The A’s had multiple eras of dominance in the park, winning three straight World Series titles in the 1970s and going to the Series in three straight years from 1988 to 1990 (winning once), but attendance varied wildly, dropping as low as 306,763 (3,787 per game) in 1979 and reaching a peak of 2.9 million (35,805 per game) in 1990.
Unpopular changes to the stadium at the behest of the Oakland Raiders of the N.F.L. made a boring stadium incongruous and ugly.
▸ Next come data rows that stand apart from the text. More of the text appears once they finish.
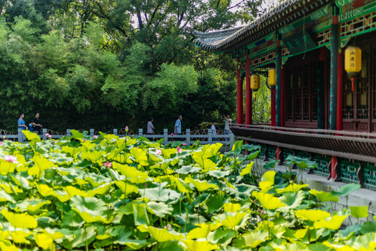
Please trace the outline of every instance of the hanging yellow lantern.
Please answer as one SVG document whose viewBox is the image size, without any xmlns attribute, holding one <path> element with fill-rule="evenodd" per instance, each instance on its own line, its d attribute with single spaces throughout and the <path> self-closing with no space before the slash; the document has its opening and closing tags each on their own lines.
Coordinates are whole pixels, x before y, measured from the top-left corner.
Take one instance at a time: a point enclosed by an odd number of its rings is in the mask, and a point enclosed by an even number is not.
<svg viewBox="0 0 376 251">
<path fill-rule="evenodd" d="M 251 89 L 255 91 L 255 101 L 256 100 L 257 90 L 260 89 L 260 75 L 253 74 L 251 75 Z"/>
<path fill-rule="evenodd" d="M 345 51 L 345 70 L 351 75 L 351 91 L 354 91 L 354 75 L 361 70 L 361 50 L 349 46 Z"/>
<path fill-rule="evenodd" d="M 257 91 L 260 89 L 260 75 L 253 74 L 251 75 L 251 89 Z"/>
<path fill-rule="evenodd" d="M 276 68 L 269 69 L 269 85 L 276 85 Z"/>
</svg>

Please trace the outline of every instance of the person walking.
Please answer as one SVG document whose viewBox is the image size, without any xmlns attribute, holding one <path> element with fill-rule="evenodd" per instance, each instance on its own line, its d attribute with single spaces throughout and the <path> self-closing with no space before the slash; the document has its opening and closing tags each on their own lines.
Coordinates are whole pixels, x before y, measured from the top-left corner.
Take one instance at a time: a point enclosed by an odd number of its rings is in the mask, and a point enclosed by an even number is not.
<svg viewBox="0 0 376 251">
<path fill-rule="evenodd" d="M 18 126 L 18 129 L 22 129 L 22 130 L 27 130 L 28 128 L 26 125 L 25 124 L 25 121 L 24 120 L 24 117 L 25 115 L 24 115 L 23 112 L 20 112 L 19 114 L 18 121 L 17 122 L 17 124 Z M 21 142 L 25 141 L 25 135 L 22 133 L 22 137 L 21 139 Z"/>
<path fill-rule="evenodd" d="M 231 132 L 231 130 L 230 130 L 230 123 L 231 123 L 233 121 L 233 120 L 231 119 L 230 119 L 230 114 L 226 114 L 226 116 L 224 117 L 224 123 L 225 123 L 225 135 L 230 135 L 230 132 Z M 228 137 L 226 137 L 225 138 L 225 141 L 230 141 L 230 138 Z"/>
<path fill-rule="evenodd" d="M 212 129 L 212 140 L 214 142 L 217 141 L 217 130 L 215 129 L 216 123 L 217 123 L 216 121 L 213 121 L 213 123 L 212 124 L 212 127 L 210 128 L 210 129 Z"/>
<path fill-rule="evenodd" d="M 33 132 L 40 135 L 42 134 L 42 125 L 40 124 L 40 122 L 39 122 L 39 112 L 35 113 L 34 118 L 33 118 L 33 122 L 31 122 L 31 124 L 33 125 Z"/>
<path fill-rule="evenodd" d="M 152 121 L 154 121 L 154 119 L 152 116 L 150 116 L 149 122 L 148 122 L 148 130 L 146 131 L 147 134 L 148 135 L 155 134 L 154 131 L 154 126 L 152 125 Z"/>
<path fill-rule="evenodd" d="M 181 134 L 182 134 L 182 115 L 179 115 L 179 116 L 178 117 L 178 119 L 176 120 L 176 121 L 175 121 L 173 134 L 181 135 Z M 182 139 L 177 138 L 176 140 L 182 141 Z"/>
</svg>

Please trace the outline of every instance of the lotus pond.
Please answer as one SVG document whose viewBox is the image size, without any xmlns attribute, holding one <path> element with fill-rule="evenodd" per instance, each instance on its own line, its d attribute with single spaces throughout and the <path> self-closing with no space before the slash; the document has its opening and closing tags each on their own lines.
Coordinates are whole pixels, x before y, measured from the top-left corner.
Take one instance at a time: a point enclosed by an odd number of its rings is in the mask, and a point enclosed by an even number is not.
<svg viewBox="0 0 376 251">
<path fill-rule="evenodd" d="M 340 230 L 350 215 L 368 217 L 367 206 L 327 212 L 358 185 L 325 192 L 295 183 L 290 172 L 258 177 L 257 146 L 237 142 L 224 155 L 219 143 L 24 133 L 29 142 L 0 146 L 2 250 L 376 248 L 375 222 Z"/>
</svg>

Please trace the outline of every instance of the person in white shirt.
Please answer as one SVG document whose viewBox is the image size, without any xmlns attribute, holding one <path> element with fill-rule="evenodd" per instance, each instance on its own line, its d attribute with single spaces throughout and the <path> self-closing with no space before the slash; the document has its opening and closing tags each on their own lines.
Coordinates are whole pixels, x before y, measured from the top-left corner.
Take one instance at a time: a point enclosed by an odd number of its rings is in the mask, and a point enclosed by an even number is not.
<svg viewBox="0 0 376 251">
<path fill-rule="evenodd" d="M 231 119 L 230 119 L 230 114 L 227 114 L 224 117 L 224 123 L 225 123 L 225 135 L 229 135 L 231 130 L 230 130 L 230 126 L 228 125 L 230 123 L 233 121 Z M 226 141 L 230 141 L 229 138 L 226 138 Z"/>
<path fill-rule="evenodd" d="M 148 134 L 155 134 L 152 121 L 154 121 L 154 119 L 152 116 L 149 117 L 149 122 L 148 122 Z"/>
<path fill-rule="evenodd" d="M 212 124 L 212 127 L 210 128 L 212 129 L 212 135 L 213 135 L 212 139 L 213 141 L 217 141 L 217 130 L 215 129 L 215 124 L 217 122 L 213 121 L 213 123 Z"/>
</svg>

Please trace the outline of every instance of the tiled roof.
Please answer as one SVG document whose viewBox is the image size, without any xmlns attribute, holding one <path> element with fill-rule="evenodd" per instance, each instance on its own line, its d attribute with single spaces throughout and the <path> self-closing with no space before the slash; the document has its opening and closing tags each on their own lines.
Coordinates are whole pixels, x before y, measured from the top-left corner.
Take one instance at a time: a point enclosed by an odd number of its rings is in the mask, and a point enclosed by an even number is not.
<svg viewBox="0 0 376 251">
<path fill-rule="evenodd" d="M 213 52 L 231 51 L 316 10 L 329 1 L 286 0 L 244 26 L 207 33 L 194 31 L 197 38 L 196 45 Z"/>
</svg>

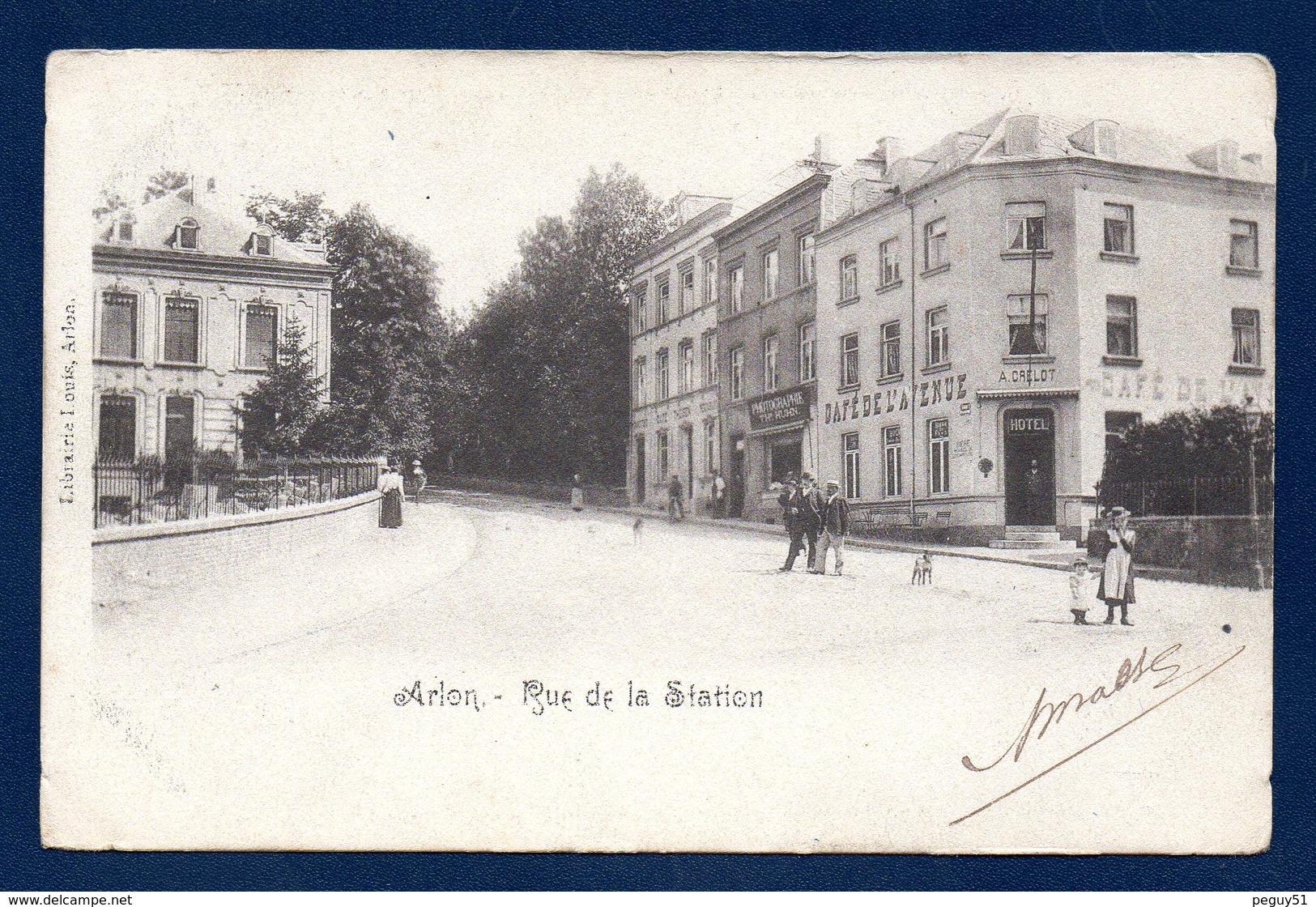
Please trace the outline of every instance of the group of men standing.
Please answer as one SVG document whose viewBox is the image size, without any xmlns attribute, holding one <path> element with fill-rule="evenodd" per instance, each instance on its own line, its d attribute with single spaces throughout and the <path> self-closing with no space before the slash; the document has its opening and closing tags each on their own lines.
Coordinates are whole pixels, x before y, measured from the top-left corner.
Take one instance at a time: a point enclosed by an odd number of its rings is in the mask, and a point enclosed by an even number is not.
<svg viewBox="0 0 1316 907">
<path fill-rule="evenodd" d="M 826 492 L 808 473 L 795 478 L 788 473 L 776 503 L 782 505 L 782 520 L 791 538 L 791 550 L 779 573 L 795 569 L 795 558 L 804 552 L 808 541 L 808 571 L 826 573 L 826 553 L 836 550 L 836 575 L 845 566 L 845 537 L 850 534 L 850 505 L 841 496 L 838 482 L 829 480 Z"/>
</svg>

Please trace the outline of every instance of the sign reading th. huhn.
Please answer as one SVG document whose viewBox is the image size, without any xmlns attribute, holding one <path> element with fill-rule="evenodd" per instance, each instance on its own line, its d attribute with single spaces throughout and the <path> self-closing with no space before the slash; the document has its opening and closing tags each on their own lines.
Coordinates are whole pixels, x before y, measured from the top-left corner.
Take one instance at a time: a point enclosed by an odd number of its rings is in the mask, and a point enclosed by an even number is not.
<svg viewBox="0 0 1316 907">
<path fill-rule="evenodd" d="M 788 391 L 765 394 L 749 402 L 750 430 L 763 428 L 776 428 L 803 423 L 809 417 L 809 390 L 808 387 L 794 387 Z"/>
</svg>

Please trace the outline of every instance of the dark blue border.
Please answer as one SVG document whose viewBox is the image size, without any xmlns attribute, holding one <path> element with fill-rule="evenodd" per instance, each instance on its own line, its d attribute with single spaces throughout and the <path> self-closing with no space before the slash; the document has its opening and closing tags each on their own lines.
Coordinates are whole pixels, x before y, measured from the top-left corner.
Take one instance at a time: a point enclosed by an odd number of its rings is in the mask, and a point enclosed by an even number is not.
<svg viewBox="0 0 1316 907">
<path fill-rule="evenodd" d="M 1205 889 L 1311 890 L 1313 500 L 1311 359 L 1316 130 L 1305 4 L 1246 0 L 626 3 L 87 3 L 7 7 L 0 54 L 7 320 L 0 332 L 0 890 L 415 889 Z M 43 852 L 37 835 L 37 538 L 43 63 L 63 47 L 545 47 L 654 50 L 1194 50 L 1270 58 L 1279 80 L 1275 831 L 1241 858 L 488 854 L 121 854 Z M 1155 817 L 1149 815 L 1149 820 Z"/>
</svg>

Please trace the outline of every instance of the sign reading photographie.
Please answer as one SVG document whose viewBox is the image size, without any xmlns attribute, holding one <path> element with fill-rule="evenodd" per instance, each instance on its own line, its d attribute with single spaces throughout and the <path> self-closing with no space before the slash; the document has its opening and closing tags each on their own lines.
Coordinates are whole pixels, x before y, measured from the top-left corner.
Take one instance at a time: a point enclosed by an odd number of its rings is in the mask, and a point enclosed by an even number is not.
<svg viewBox="0 0 1316 907">
<path fill-rule="evenodd" d="M 809 417 L 808 387 L 794 387 L 788 391 L 765 394 L 749 402 L 749 427 L 758 432 L 765 428 L 780 428 L 807 421 Z"/>
</svg>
The maintenance of the park became unmanageable, and the team’s various owners consistently complained about the lack of amenities.
An aggressive sell-off of promising players over the last few years, combined with the team’s obvious preference for Las Vegas, resulted in a huge fan backlash. The team averaged only 9,849 fans a game last season, and things are even worse this year, at 8,695. It doesn’t help that the team, at 10-42 through Thursday, was on pace for the worst record of baseball’s modern era.
With the Raiders already having left for Las Vegas, the Golden State Warriors having moved to San Francisco and the A’s lease expiring after the 2024 season, the Coliseum complex may soon have no permanent tenants. It would then very likely be consigned to a similar fate as the A’s three previous parks, none of which left more than a plaque to remember them by.